The challenge of launching a fundamental renegotiation of Britain’s economic and political relationship with Europe—a process that could take a decade—is straining political consensus in the United Kingdom and on the continent. Brexit will produce a Britain that is poorer and less of an economic and financial power than if it had remained in the European Union. At the same time, the Brexit vote adds to the populist and inward-looking centrifugal forces pulling at Europe. 

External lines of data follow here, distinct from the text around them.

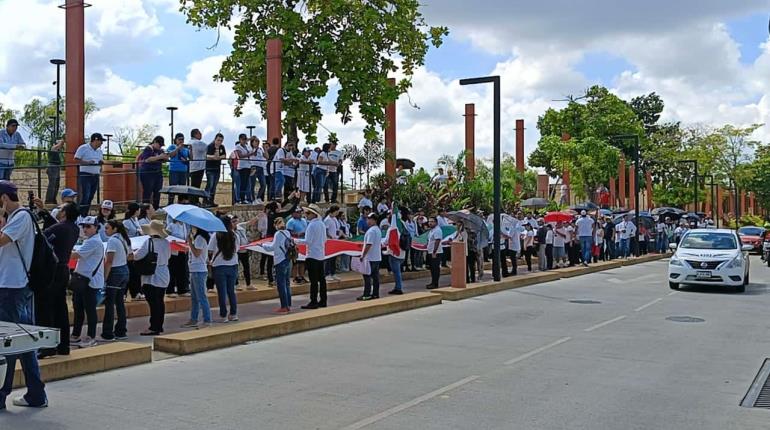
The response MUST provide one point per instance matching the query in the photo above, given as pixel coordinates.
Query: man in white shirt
(585, 232)
(315, 240)
(16, 298)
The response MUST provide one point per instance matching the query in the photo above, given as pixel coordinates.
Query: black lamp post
(635, 138)
(695, 182)
(495, 80)
(58, 63)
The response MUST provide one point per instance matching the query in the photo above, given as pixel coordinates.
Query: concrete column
(519, 150)
(390, 135)
(75, 92)
(274, 91)
(622, 182)
(470, 139)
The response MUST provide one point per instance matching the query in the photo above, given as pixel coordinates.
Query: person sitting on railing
(10, 141)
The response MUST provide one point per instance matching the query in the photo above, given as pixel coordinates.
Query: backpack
(43, 257)
(147, 265)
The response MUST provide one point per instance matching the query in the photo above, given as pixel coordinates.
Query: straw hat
(155, 228)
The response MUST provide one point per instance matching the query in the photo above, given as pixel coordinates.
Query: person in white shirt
(315, 240)
(585, 232)
(223, 249)
(17, 239)
(372, 253)
(155, 285)
(89, 258)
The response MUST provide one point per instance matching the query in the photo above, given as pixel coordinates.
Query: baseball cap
(68, 192)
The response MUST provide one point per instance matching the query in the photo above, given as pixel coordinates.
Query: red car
(753, 236)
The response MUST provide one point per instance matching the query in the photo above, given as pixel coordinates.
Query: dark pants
(155, 299)
(88, 185)
(372, 281)
(84, 306)
(152, 182)
(54, 180)
(315, 271)
(16, 305)
(51, 308)
(179, 282)
(244, 258)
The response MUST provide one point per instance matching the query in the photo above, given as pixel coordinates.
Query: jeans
(152, 182)
(395, 267)
(225, 278)
(16, 305)
(372, 281)
(282, 282)
(319, 179)
(54, 180)
(212, 180)
(88, 183)
(199, 300)
(586, 245)
(115, 294)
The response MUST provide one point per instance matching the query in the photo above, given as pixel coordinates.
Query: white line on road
(536, 351)
(645, 306)
(602, 324)
(414, 402)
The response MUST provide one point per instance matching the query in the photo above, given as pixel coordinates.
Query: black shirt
(211, 150)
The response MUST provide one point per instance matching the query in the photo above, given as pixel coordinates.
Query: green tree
(355, 42)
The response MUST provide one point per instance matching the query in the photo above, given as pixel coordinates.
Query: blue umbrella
(196, 217)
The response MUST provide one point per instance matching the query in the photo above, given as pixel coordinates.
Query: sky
(708, 59)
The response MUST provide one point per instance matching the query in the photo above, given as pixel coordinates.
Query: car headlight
(737, 261)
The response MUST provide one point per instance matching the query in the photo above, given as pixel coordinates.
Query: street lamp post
(635, 138)
(58, 63)
(695, 182)
(495, 80)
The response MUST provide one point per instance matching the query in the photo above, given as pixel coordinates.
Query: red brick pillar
(470, 139)
(390, 135)
(274, 91)
(74, 103)
(519, 151)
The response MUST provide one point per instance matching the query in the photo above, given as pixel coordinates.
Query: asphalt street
(529, 358)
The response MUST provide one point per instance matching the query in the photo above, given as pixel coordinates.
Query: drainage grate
(758, 395)
(685, 319)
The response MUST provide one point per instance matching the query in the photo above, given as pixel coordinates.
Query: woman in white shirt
(223, 252)
(89, 264)
(155, 285)
(198, 242)
(281, 264)
(116, 257)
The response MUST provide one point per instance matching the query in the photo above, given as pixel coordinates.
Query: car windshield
(750, 231)
(707, 240)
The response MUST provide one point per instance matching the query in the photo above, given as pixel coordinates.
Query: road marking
(536, 351)
(414, 402)
(643, 307)
(602, 324)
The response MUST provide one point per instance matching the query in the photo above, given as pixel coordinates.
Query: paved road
(520, 359)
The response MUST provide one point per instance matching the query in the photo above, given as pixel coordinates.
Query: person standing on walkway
(154, 285)
(585, 232)
(315, 240)
(223, 249)
(198, 242)
(89, 258)
(372, 253)
(89, 157)
(17, 242)
(116, 257)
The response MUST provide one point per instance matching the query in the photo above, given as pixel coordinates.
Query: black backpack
(43, 259)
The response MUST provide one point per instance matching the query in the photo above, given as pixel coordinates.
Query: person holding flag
(397, 254)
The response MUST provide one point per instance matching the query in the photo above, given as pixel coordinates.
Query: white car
(710, 257)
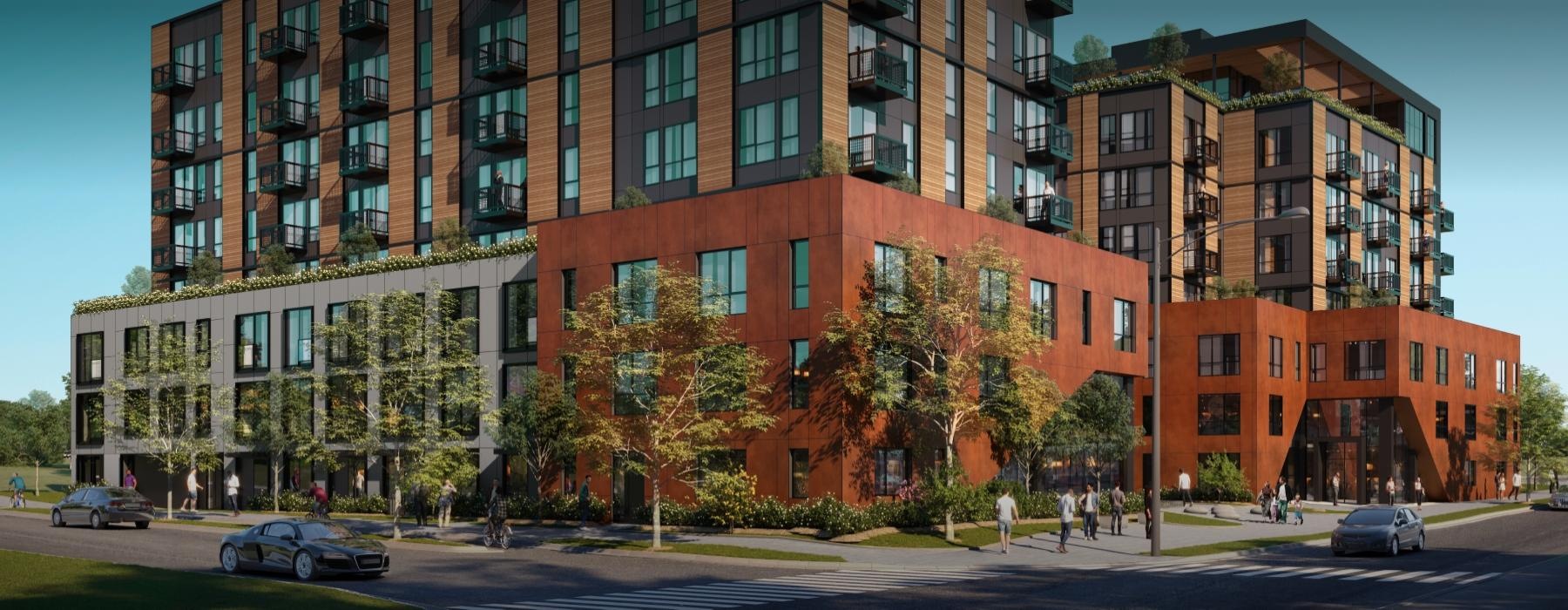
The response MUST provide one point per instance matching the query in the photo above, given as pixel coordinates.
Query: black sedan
(1379, 529)
(305, 547)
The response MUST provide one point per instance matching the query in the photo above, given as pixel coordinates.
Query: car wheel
(229, 559)
(305, 566)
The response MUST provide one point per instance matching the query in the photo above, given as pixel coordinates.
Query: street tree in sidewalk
(166, 402)
(416, 355)
(659, 350)
(941, 341)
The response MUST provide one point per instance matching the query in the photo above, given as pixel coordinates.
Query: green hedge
(525, 245)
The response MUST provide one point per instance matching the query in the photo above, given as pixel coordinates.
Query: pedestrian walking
(1117, 502)
(1005, 513)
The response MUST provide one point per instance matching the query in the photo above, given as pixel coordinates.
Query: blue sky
(74, 156)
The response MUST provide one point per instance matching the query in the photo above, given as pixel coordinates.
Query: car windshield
(317, 531)
(1371, 518)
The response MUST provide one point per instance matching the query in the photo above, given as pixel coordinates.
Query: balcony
(362, 160)
(877, 74)
(501, 58)
(292, 237)
(282, 115)
(172, 201)
(1424, 201)
(1200, 151)
(1342, 219)
(1342, 166)
(499, 203)
(172, 78)
(362, 19)
(172, 145)
(1046, 212)
(875, 157)
(374, 221)
(501, 131)
(1200, 262)
(1382, 184)
(1200, 207)
(284, 43)
(170, 258)
(282, 178)
(364, 94)
(1341, 272)
(880, 8)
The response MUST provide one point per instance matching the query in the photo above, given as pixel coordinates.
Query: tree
(1281, 72)
(166, 403)
(631, 196)
(139, 281)
(413, 353)
(940, 342)
(538, 424)
(659, 350)
(274, 261)
(206, 270)
(1092, 58)
(1167, 49)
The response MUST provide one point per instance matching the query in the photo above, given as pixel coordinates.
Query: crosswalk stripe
(1442, 578)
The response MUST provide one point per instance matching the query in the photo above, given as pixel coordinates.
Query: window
(251, 341)
(1219, 414)
(297, 337)
(723, 280)
(1274, 254)
(1364, 359)
(1275, 416)
(800, 274)
(1274, 146)
(799, 472)
(1126, 337)
(1219, 355)
(893, 464)
(523, 315)
(634, 284)
(1042, 308)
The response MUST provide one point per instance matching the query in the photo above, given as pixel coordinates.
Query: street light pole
(1158, 281)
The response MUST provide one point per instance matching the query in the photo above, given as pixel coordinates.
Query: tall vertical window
(723, 280)
(800, 274)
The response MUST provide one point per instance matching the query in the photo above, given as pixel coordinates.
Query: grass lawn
(60, 582)
(698, 549)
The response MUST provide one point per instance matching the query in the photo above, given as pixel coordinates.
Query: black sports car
(305, 547)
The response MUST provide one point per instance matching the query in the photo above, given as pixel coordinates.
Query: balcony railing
(172, 78)
(362, 17)
(172, 143)
(375, 223)
(1342, 219)
(501, 58)
(170, 258)
(1342, 165)
(501, 201)
(364, 94)
(170, 201)
(877, 74)
(282, 115)
(1200, 151)
(1200, 262)
(284, 43)
(364, 159)
(875, 157)
(501, 131)
(289, 235)
(1382, 184)
(1044, 212)
(282, 176)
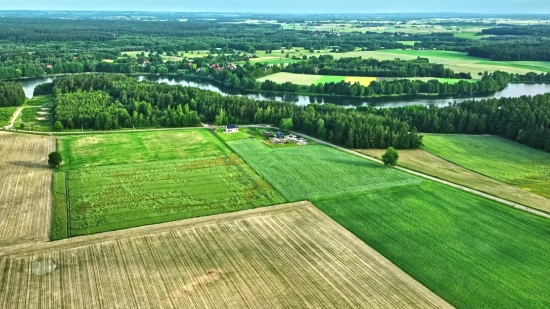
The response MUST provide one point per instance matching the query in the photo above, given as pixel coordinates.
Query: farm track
(285, 256)
(463, 188)
(479, 193)
(25, 188)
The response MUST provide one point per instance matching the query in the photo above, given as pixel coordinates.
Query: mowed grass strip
(5, 115)
(122, 196)
(315, 171)
(117, 181)
(427, 163)
(363, 81)
(472, 252)
(290, 257)
(136, 147)
(493, 156)
(329, 79)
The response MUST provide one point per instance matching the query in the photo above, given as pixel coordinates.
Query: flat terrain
(25, 185)
(289, 256)
(469, 250)
(123, 180)
(308, 79)
(5, 115)
(472, 252)
(427, 163)
(316, 171)
(493, 156)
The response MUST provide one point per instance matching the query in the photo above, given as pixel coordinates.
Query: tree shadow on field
(29, 164)
(356, 163)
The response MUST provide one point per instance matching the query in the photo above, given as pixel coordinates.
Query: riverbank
(512, 90)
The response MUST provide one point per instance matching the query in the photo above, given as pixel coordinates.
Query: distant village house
(231, 128)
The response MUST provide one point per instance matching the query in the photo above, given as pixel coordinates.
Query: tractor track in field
(454, 185)
(353, 152)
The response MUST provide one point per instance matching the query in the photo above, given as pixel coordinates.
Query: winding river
(512, 90)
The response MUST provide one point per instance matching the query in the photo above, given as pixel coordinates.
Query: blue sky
(298, 6)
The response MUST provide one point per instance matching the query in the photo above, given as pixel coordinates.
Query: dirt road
(463, 188)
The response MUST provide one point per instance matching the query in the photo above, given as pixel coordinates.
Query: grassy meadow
(493, 156)
(117, 181)
(422, 161)
(472, 252)
(309, 79)
(310, 172)
(5, 115)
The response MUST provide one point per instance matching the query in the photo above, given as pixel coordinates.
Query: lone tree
(286, 124)
(55, 159)
(58, 126)
(390, 157)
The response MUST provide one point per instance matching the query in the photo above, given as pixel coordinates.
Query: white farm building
(231, 128)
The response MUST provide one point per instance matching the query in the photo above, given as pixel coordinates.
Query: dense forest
(488, 83)
(11, 94)
(525, 119)
(113, 101)
(513, 52)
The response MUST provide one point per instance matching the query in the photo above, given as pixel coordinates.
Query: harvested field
(25, 185)
(287, 256)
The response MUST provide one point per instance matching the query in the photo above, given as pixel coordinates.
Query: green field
(492, 156)
(5, 115)
(472, 252)
(117, 181)
(308, 79)
(329, 79)
(310, 172)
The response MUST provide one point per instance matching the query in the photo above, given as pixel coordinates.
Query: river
(512, 90)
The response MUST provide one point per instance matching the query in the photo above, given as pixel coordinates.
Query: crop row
(298, 258)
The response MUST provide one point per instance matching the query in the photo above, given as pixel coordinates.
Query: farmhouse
(231, 128)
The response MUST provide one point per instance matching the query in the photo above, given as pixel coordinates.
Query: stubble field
(472, 252)
(25, 184)
(288, 256)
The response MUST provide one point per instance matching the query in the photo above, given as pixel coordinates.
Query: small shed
(231, 128)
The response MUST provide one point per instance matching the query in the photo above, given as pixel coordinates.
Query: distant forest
(114, 101)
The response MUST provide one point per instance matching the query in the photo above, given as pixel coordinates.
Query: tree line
(357, 66)
(525, 119)
(111, 101)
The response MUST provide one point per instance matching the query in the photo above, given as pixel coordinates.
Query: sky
(295, 6)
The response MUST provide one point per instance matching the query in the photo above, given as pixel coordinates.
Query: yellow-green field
(308, 79)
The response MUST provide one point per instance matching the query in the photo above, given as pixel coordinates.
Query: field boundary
(79, 241)
(533, 211)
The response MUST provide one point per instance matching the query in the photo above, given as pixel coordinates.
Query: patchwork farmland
(289, 256)
(309, 79)
(25, 184)
(101, 190)
(495, 157)
(443, 237)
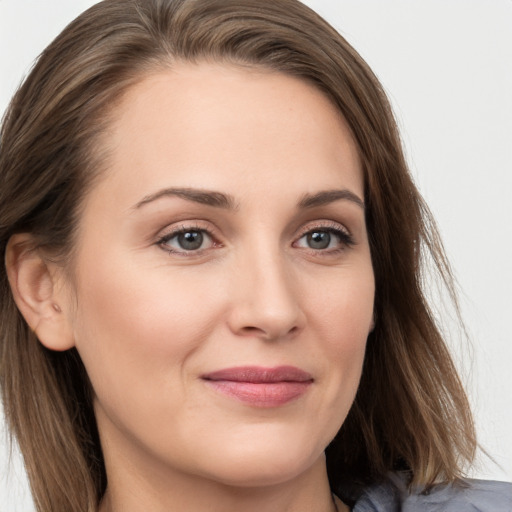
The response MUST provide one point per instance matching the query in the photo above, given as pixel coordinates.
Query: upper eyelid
(214, 232)
(322, 224)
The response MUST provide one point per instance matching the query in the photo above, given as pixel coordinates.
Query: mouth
(259, 386)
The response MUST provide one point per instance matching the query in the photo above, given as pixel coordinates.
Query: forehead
(212, 125)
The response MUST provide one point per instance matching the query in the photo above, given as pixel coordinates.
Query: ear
(34, 284)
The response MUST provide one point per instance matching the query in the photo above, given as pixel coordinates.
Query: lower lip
(261, 394)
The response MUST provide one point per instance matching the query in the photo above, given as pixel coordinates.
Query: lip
(260, 386)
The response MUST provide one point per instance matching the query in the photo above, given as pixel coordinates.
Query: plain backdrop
(447, 67)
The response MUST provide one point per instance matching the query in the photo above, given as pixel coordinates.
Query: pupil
(319, 240)
(190, 240)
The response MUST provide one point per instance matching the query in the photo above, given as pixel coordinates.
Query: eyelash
(345, 239)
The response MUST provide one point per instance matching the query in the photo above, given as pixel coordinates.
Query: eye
(325, 239)
(187, 240)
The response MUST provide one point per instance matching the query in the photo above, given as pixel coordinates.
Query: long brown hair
(410, 411)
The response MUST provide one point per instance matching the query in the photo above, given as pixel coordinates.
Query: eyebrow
(207, 197)
(225, 201)
(329, 196)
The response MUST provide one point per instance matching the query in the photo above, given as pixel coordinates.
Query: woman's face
(223, 278)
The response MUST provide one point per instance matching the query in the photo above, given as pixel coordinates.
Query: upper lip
(260, 374)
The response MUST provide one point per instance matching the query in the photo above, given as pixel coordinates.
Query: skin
(150, 318)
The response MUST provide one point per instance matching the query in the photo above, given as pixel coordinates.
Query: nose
(266, 301)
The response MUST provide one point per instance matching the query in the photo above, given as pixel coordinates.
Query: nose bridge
(266, 302)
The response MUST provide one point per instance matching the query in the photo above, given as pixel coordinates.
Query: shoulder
(468, 495)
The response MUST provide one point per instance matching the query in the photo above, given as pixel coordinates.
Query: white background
(447, 66)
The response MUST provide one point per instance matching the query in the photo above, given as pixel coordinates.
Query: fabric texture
(393, 495)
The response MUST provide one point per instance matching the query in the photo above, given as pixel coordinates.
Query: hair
(410, 411)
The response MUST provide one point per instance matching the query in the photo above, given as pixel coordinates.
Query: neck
(130, 491)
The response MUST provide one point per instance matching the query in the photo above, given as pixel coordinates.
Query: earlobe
(33, 284)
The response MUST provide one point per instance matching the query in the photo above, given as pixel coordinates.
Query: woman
(213, 273)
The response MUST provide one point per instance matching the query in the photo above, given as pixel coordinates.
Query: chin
(263, 465)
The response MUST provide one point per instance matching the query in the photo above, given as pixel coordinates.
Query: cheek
(132, 322)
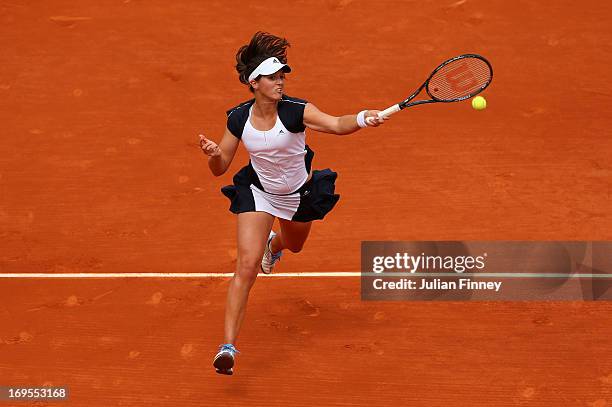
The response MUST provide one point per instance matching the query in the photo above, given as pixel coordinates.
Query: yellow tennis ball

At best, investors face a difficult transition to a highly uncertain future. The political instinct in cases like this may be to delay, but markets operate on a different timeline. Investors will need to make decisions on where to invest and operate and where to employ their workers. Even if Britain and Europe ultimately agree on a new, strong free-trade arrangement, the disconnect between political and economic timelines ensures that markets will increasingly struggle with the uncertainties created by Brexit. Economically, Brexit is bad for the United Kingdom and bad for Europe.

 

Looking Ahead: Kahn's take on the news on the horizon


Venezuela

Rising political unrest has prompted nervous market response and forced the country into increasing expensive funding deals. This situation has intensified concerns about the country’s commitment to its debt service of $3.5 billion in October and November.

Group of Twenty (G20)

The debate on economic openness versus protectionism has come to dominate recent G20 discussions. A call to resist protectionism was omitted from its April communiqué, ensuring a showdown on this issue at the July leaders’ summit in Germany.

Greece

Greece and its European creditors agreed on further reform measures in pension and income tax, which will enable the country to receive further funding to meet its July repayments. European policymakers have expressed confidence that a deal on debt will be agreed and that the IMF will participate in the next Greek program. But no progress was made at the recent IMF meetings, ensuring that there will once again be a last-minute cliffhanger this summer.